2.      Jika orang berhutang seorang yang dungu
             Kata “سفيه” ialah orang yang dungu atau orang yang bodoh, yang otaknya mengalami gangguan atau seseorang yang boros dan mubazir yang memboroskan uangnya ketempat yang tidak berguna. Orang “ضعيف” ialah orang yang sudah terlalu tua atau anak-anak yang belum baligh. Dalam keadaan itu wali mereka itulah yang bertindak mengimlakkan akad maka apabila tidak ada yaitu dengan cara hukum.
3.       Dua orang sanksi dalam hutang piutang
وَآسْتَشْهِدُوا شَهِيْدَيْنِ مِنْ رِّجَالِكُمْ فَإِنْ لَمْ يَكُوْنَا رَجُلَيْنِ فَرَ جُلٌ وَآمْرَ أَتَانِ مَمَّنْ تَرْضَوْنَ مِنَ آلشُّهَدَآءِ أَنْ تَضِلَّ إِحْدَىهُمَا فَتُذَكِّرَ إِحْدَىهُمَا آلْأُخْرَى
“....jika tak ada dua orang sanksi lelaki, maka (boleh) seorang lelaki dan dua orang perempuan dari sanksi –sanksi yang kamu ridhai, supaya jika seorang lupa maka yang seorang mengingatkannya.....”
            Ayat ini menerangkan, bahwa orang yang hendak mengadakan hutang piutang hendaklah mengharapkan kepada dua orang sanksi laki-laki muslim atau dua orang laki-laki dan dua orang perempuan. Kesaksian dua orang perempuan sama dengan kesaksian seorang laki-laki menurut malik dan syafi’I. Jika diantaranya terlupa maka dapat diingatkan oleh orang lain yang disyaratkan kepada perempuan karena perempuan itu lebih lemah dibandingkan laki-laki.
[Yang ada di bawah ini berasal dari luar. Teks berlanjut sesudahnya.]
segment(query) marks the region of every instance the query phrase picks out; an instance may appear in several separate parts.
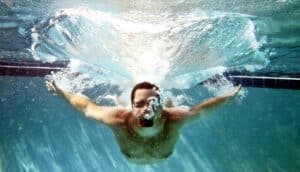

4.      Saksi janganlah enggan

وَلَايَأْبَآلشُّهَدَآءُإِذَامَادُعُوا
“.....Janganlah sanksi-sanksi itu enggan (memberi keterangan) apabila mereka dipanggil.....”
            Sebagian ulama menerangkan, bahwa sanksi-sanksi yang dimaksud disini ialah sanksi-sanksi yang telah menyaksikan hutang piutang itu sejak awal. Jika seseorang diminta akan menyaksikan suatu hal maka janganlah meraka merasa enggan untuk menjadi sanksi. maka apabila sanksi itu diperlukan, terutama dalam permulaan mengikat janji dan membuat surat. Janganlah merasa enggan karena hal tersebut merupakan amalan baik yaitu turut memperlancar perjanjian antara sesama muslim.Dia boleh enggan jika menurut pengetahuannya ada lagi orang lain yang lebih mengetahui dari pada dirinya. Adapun jika suatu hari terjadi kekacauan sedangkan sanksi yang sudah tertulis berhalangan hadir maka hal tersebut merupakan kesalahan dirinya sendiri.
5.      Jangan bosan mencatat
            Jangan bosan menuliskan disini maksudnya menuliskan hutang piutang baik yang kecil mau pun yang besar.Ditulis pula jumlah dan tempo pembayarannya.Itulah yang lebih adil karena jika terjadinya perselisihan maka kesaksian yang tertulis itu yang dapat membantu menjelskan kebenaran.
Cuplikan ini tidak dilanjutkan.